Batch / ubatch derivation
batch_size= logical batch fed to the prefill kernel per server tick. Doubles with VRAM (more headroom for activations) but caps at 4096 — beyond that, llama.cpp scheduler overhead eats the win.ubatch_size= physical micro-batch the GPU launches. Ada / Blackwell / Hopper want≥ 512to keep tensor cores saturated; Ampere is happiest at 256-512.
| Card | batch | ubatch | Why |
|---|---|---|---|
| 3090 | 2048 | 512 | Ampere; mem-bw-bound past 512 ubatch |
| 4090 | 2048 | 512 | Same dies as 3090 family; FP8 helps prompt eval not decode |
| 5090 | 4096 | 1024 | More SMs + GDDR7 bw lets the bigger ubatch land |
| H200 | 4096 | 2048 | HBM3e + sm_90 tensor cores; bigger ubatch wins |
n_gpu_layers
Always 999 (all layers on GPU). Single-GPU only — we never split
across cards in this tier. The literal -1 works equally well in
llama.cpp but 999 is unambiguous and survives clamping in older builds.
split_mode / main_gpu
Always "none" / 0. We never multi-GPU.
cache_type_k / cache_type_v
- Ampere (3090):
q8_0/q4_polar. The q4_polar Polar-quant V kernel exists for sm_86 but the qjl1_256 K kernel does not — fall back to Q8 K. - Ada / Blackwell / Hopper (4090 / 5090 / H200):
qjl1_256/q4_polar. Both kernels are pre-built and exposed inCAPABILITIES.json.
ctx_checkpoints / ctx_checkpoint_interval
Used by the voice optimistic-rollback path. Mid-prefill snapshots cost
~per-checkpoint = slot_kv_at_checkpoint. Defaults per
ctxCheckpointsForTier() in packages/shared/src/local-inference/catalog.ts:
| Bundle | ctx_checkpoints | interval |
|---|---|---|
| 2B | 4 | 4 096 |
| 4B / 9B | 8 | 8 192 |
| 27B (incl. 256k) | 16 | 8 192 |
MTP draft range
Per-card, picked from mtpDraftMin / mtpDraftMax in gpu-profiles.ts:
| Card | min | max |
|---|---|---|
| 3090 | 4 | 16 |
| 4090 | 4 | 24 |
| 5090 | 4 | 24 |
| H200 | 8 | 32 |
Draft window scales with compute throughput, not memory. Bigger cards can verify a longer drafter run per round without latency hit.
p_min / draft_p_min
0.5 everywhere — drafter token accepted only if p ≥ 0.5. This is a
conservative default for voice latency. Higher values mean fewer
accepted drafts; lower values raise rollback waste.
Known limits
- 3090 has no FP8 — 27B quality drops slightly without FP8
attention; we keep Q8K KV for safety. Don't promise FP8 on
sm_86. - 5090 sm_120 kernel coverage — early Blackwell llama.cpp builds may
not ship
qjl1_256for sm_120. The runtime probesCAPABILITIES.json; missing → fall back toq8_0/q4_0and surface a structured warning rather than silently. Don't fix in the autotune; fix in the kernel build. - flash-attn-3 — Hopper only (sm_90). 4090 / 5090 use flash-attn-2.

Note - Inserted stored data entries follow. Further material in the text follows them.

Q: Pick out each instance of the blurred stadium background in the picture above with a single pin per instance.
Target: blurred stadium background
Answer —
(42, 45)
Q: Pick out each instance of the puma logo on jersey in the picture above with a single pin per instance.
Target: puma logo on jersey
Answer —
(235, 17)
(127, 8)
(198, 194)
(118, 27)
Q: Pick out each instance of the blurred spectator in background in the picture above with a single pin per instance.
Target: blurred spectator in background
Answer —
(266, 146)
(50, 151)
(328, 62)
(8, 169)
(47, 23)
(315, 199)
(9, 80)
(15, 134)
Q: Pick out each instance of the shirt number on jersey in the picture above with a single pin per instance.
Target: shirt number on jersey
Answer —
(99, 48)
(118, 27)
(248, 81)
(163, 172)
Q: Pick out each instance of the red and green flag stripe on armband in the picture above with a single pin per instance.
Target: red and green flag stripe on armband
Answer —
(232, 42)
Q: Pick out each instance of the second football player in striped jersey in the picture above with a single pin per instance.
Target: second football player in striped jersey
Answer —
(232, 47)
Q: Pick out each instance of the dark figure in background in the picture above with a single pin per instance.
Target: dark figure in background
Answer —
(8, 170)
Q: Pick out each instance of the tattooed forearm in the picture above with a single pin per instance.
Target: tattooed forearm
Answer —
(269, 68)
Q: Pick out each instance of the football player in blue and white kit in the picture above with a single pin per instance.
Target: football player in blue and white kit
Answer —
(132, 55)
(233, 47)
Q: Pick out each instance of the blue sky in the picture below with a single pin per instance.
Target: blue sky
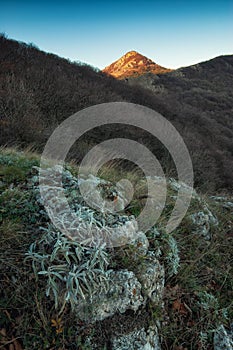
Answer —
(172, 33)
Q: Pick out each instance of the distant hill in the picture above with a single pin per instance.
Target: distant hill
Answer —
(133, 64)
(38, 90)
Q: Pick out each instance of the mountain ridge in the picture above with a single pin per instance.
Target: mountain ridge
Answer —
(133, 64)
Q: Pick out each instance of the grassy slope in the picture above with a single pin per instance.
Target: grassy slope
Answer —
(196, 299)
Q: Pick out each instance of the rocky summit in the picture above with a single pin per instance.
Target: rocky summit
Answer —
(133, 64)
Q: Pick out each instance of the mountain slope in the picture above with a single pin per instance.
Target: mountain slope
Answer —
(133, 64)
(39, 90)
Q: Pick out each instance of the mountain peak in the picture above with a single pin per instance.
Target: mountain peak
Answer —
(133, 64)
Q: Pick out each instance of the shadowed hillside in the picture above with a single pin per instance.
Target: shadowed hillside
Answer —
(38, 90)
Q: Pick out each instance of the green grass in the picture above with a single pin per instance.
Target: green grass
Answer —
(196, 300)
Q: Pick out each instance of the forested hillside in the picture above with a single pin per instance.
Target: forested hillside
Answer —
(38, 90)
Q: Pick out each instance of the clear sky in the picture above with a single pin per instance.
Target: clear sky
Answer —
(172, 33)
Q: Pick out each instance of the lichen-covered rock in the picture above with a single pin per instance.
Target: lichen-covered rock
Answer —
(138, 340)
(223, 340)
(202, 222)
(151, 276)
(124, 293)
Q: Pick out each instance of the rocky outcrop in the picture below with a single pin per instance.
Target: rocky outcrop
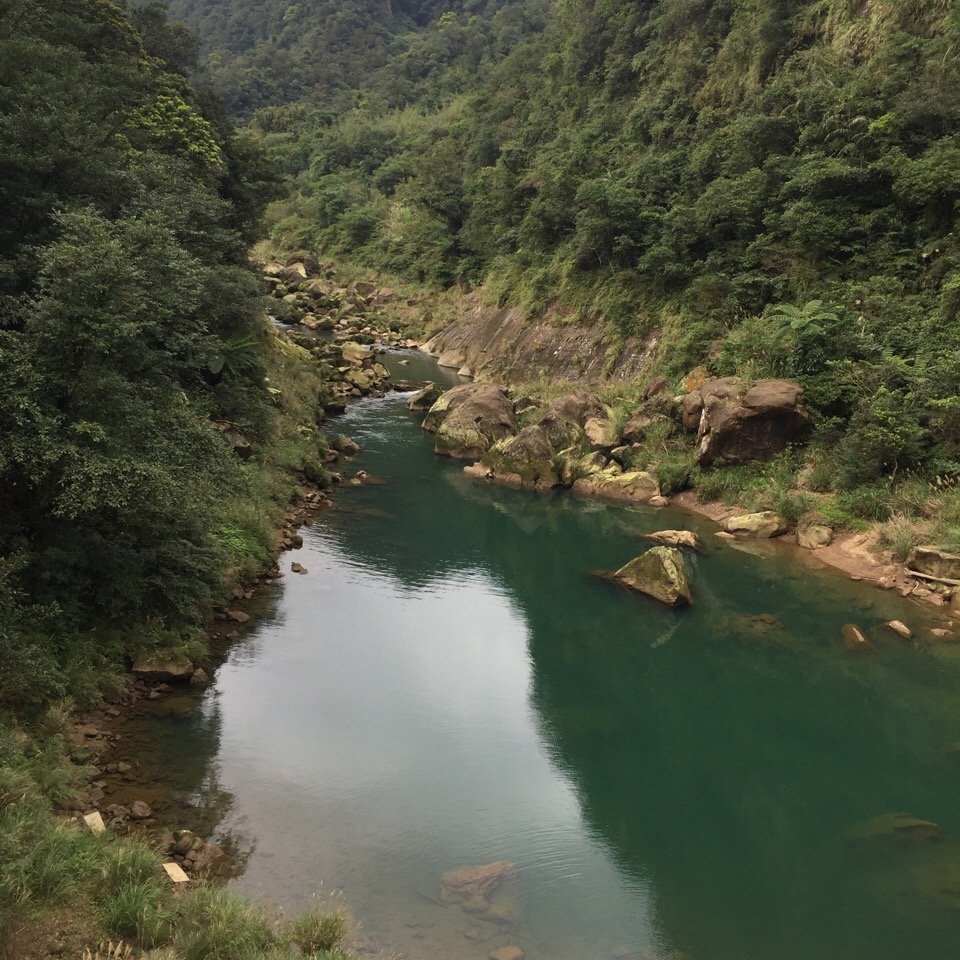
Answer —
(660, 573)
(425, 397)
(164, 664)
(675, 538)
(529, 457)
(470, 419)
(761, 526)
(738, 425)
(813, 536)
(935, 562)
(494, 342)
(632, 486)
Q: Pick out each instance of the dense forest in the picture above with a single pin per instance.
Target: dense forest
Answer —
(132, 335)
(701, 167)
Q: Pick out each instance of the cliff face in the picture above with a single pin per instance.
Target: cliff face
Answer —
(490, 342)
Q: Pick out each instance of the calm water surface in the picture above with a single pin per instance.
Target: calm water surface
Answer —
(450, 685)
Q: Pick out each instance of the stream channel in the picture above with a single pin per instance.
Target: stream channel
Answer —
(450, 685)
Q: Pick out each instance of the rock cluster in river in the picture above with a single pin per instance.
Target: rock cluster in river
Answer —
(342, 325)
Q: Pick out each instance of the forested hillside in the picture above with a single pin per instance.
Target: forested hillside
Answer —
(684, 166)
(131, 333)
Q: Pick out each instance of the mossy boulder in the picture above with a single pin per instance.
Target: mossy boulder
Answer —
(660, 573)
(163, 664)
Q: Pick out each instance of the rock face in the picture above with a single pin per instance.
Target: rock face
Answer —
(164, 664)
(738, 425)
(661, 573)
(761, 526)
(470, 419)
(676, 538)
(935, 562)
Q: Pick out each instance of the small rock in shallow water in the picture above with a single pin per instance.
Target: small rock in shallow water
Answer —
(506, 953)
(854, 639)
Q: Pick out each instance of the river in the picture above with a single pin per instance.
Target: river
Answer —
(451, 685)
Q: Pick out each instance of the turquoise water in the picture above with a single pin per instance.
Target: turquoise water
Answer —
(451, 685)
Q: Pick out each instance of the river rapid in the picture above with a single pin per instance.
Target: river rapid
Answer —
(451, 685)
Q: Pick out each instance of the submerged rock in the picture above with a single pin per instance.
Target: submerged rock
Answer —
(676, 538)
(895, 826)
(898, 626)
(472, 887)
(761, 525)
(660, 573)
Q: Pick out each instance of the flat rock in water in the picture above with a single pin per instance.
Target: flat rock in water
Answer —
(660, 573)
(676, 538)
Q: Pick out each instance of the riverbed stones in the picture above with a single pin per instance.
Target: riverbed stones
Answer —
(935, 562)
(739, 424)
(676, 538)
(660, 573)
(163, 664)
(760, 526)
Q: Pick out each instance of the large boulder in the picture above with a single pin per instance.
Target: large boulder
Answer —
(935, 562)
(738, 425)
(676, 538)
(425, 397)
(660, 573)
(528, 459)
(163, 664)
(633, 486)
(565, 420)
(476, 419)
(761, 526)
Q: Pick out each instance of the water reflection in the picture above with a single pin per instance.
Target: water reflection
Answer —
(451, 686)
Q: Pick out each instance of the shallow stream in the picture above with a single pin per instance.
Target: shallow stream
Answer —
(451, 685)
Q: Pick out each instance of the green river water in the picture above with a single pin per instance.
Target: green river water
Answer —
(451, 685)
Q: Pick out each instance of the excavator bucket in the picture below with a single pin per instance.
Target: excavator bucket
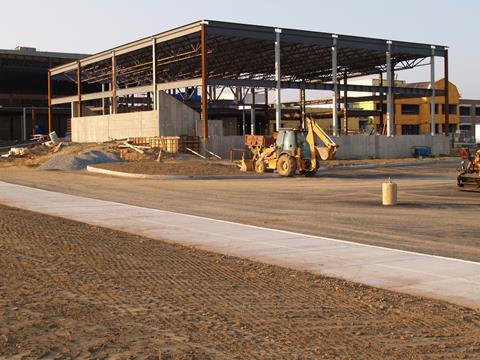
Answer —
(246, 165)
(326, 153)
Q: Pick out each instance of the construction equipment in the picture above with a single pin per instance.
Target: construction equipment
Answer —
(290, 150)
(469, 171)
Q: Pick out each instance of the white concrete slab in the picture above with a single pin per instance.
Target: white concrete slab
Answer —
(454, 280)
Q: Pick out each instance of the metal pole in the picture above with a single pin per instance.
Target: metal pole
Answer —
(381, 104)
(447, 94)
(79, 90)
(103, 99)
(33, 120)
(302, 105)
(432, 86)
(49, 89)
(345, 103)
(154, 72)
(114, 83)
(335, 87)
(204, 84)
(389, 93)
(24, 124)
(278, 75)
(252, 113)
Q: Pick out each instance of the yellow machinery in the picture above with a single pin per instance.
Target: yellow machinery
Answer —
(291, 150)
(469, 172)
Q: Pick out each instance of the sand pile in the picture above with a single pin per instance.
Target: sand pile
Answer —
(78, 161)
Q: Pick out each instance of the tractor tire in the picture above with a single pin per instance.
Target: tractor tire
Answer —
(259, 167)
(286, 165)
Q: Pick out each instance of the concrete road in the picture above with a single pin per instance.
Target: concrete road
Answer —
(432, 217)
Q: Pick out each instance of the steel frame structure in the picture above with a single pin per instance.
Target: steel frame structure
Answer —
(211, 54)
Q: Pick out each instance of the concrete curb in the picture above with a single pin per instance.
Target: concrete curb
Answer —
(375, 166)
(93, 169)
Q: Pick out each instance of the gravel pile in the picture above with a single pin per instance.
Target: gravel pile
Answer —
(78, 161)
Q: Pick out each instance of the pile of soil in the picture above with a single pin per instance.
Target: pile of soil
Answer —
(79, 161)
(71, 290)
(185, 165)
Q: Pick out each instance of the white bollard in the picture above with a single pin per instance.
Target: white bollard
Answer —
(389, 193)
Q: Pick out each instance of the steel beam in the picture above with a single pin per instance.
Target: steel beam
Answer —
(389, 93)
(345, 103)
(79, 90)
(432, 87)
(335, 88)
(154, 73)
(252, 112)
(278, 79)
(113, 86)
(204, 83)
(447, 94)
(49, 90)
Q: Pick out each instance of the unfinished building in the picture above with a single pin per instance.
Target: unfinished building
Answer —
(212, 79)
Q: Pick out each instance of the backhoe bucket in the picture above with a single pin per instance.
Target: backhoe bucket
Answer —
(246, 165)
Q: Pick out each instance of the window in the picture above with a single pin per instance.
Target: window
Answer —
(410, 129)
(408, 109)
(452, 109)
(464, 110)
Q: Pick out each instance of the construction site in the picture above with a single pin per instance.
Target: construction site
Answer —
(226, 190)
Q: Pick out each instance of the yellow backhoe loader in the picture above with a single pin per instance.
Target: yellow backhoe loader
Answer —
(290, 150)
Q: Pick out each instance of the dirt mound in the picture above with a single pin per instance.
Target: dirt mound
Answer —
(79, 161)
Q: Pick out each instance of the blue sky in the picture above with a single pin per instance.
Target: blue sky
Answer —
(90, 26)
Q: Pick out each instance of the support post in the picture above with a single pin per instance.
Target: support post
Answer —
(49, 89)
(345, 103)
(302, 105)
(79, 89)
(381, 104)
(432, 87)
(252, 112)
(114, 83)
(24, 124)
(103, 99)
(204, 84)
(389, 93)
(154, 73)
(34, 113)
(335, 87)
(447, 94)
(278, 76)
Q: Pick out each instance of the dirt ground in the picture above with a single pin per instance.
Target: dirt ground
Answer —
(175, 166)
(71, 290)
(433, 215)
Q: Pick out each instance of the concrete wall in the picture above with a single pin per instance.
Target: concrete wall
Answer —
(383, 147)
(176, 118)
(116, 126)
(172, 119)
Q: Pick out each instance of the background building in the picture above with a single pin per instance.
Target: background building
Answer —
(23, 92)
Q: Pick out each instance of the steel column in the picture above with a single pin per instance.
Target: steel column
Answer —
(114, 83)
(278, 77)
(302, 106)
(49, 89)
(432, 87)
(389, 93)
(381, 104)
(252, 113)
(154, 72)
(345, 103)
(79, 89)
(335, 88)
(204, 84)
(447, 93)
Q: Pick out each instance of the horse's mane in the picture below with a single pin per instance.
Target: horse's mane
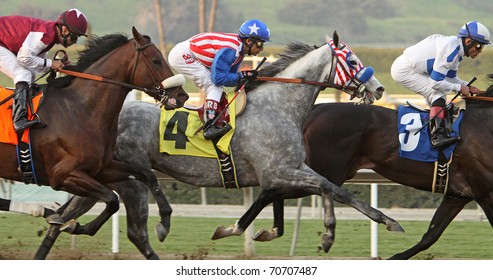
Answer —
(94, 50)
(489, 90)
(293, 52)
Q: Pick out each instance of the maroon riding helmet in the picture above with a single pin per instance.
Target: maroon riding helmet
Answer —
(75, 20)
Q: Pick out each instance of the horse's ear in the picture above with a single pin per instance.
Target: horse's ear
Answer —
(336, 39)
(327, 38)
(137, 36)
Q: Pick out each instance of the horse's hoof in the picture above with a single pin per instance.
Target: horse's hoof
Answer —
(161, 232)
(265, 235)
(219, 233)
(327, 242)
(69, 226)
(54, 219)
(395, 226)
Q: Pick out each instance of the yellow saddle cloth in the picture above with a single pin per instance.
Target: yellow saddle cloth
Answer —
(177, 129)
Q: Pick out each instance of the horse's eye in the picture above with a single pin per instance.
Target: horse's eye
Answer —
(157, 62)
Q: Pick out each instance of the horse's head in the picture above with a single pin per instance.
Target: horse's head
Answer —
(163, 85)
(349, 72)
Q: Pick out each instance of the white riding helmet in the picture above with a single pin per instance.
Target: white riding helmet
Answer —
(476, 31)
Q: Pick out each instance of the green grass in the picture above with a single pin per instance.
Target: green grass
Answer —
(191, 236)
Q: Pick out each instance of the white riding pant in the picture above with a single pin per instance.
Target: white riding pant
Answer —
(183, 61)
(11, 67)
(403, 73)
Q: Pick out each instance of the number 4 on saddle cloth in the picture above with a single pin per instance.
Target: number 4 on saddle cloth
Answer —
(8, 134)
(177, 130)
(415, 144)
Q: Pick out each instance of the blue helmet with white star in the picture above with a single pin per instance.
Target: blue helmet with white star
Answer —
(255, 29)
(476, 31)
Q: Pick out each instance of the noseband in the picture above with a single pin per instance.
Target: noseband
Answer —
(342, 72)
(158, 89)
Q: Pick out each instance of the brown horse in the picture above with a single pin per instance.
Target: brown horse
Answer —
(74, 153)
(341, 139)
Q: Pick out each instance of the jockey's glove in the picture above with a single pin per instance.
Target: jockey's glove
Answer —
(249, 75)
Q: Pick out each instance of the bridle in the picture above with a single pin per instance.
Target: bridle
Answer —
(157, 90)
(342, 72)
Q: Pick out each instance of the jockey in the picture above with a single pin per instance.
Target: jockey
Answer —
(24, 44)
(212, 60)
(430, 69)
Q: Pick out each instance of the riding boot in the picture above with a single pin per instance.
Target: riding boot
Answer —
(219, 128)
(439, 134)
(19, 110)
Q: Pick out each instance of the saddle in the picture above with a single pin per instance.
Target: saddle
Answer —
(181, 134)
(8, 135)
(422, 151)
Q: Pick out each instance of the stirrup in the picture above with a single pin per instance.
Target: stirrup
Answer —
(36, 123)
(440, 141)
(213, 132)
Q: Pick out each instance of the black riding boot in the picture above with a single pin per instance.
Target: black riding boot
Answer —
(217, 130)
(439, 134)
(19, 110)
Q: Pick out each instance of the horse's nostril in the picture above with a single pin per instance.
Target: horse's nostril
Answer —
(183, 96)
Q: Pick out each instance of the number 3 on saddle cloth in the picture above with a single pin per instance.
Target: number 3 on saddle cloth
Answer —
(177, 130)
(9, 136)
(415, 144)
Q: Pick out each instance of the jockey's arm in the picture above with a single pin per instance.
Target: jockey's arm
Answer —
(29, 54)
(223, 72)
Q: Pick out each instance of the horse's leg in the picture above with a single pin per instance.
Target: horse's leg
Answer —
(135, 197)
(32, 209)
(445, 213)
(4, 204)
(486, 203)
(75, 207)
(121, 171)
(265, 198)
(278, 225)
(79, 183)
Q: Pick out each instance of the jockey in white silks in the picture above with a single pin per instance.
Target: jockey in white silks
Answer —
(211, 60)
(430, 69)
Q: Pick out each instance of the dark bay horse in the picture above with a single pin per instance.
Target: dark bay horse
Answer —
(74, 153)
(342, 138)
(267, 146)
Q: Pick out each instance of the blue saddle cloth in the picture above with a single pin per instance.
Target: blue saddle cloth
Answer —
(417, 146)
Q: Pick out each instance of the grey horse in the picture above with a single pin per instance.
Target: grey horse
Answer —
(267, 145)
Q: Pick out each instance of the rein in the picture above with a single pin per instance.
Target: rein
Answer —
(483, 98)
(158, 89)
(307, 82)
(103, 79)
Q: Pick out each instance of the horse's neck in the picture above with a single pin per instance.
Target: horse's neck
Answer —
(103, 97)
(298, 99)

- 24 GiB cards at 27B + ≥64k ctx — fits only with QJL+Polar AND
single slot AND
--mlock. Beyond 64k, opt-inkvSpillToCpu=true. - H200 256k @ 6 parallel — radix cache helps when sessions share a long system prefix; otherwise fresh conversations should be scheduled conservatively to avoid KV pressure.
Override mechanism
The autotune helper merges in this order (later wins):
gpu-profiles.tsstatic profile defaultspackages/inference/configs/gpu/<id>.json(this directory)- Bundle-specific override block (
bundle_recommendations.<bundle>) - Per-call
overridesarg toselectGpuConfig()(used by the CLI) - Env vars:
ELIZA_LOCAL_*(seeffi-streaming-backend.tsfor the full list, e.g.ELIZA_LOCAL_UBATCH_SIZE,ELIZA_LOCAL_N_PARALLEL).
When selectGpuConfig() gets a GPU it doesn't recognize, it falls back
on a VRAM bucket:
| VRAM (GiB) | Bucket | Falls back to |
|---|---|---|
| < 12 | tiny | Returns null — use catalog defaults |
| 12 – 18 | small | RTX 3090 profile, parallel halved |
| 18 – 28 | mid | RTX 3090 |
| 28 – 40 | mid-plus | RTX 5090 (capped) |
| 40 – 80 | large | RTX 5090 |
| ≥ 80 | huge | H200 |
Bucket fallback is "best effort" — if the user has an unsupported card, log the fallback choice loudly so they know they're not on a tuned profile.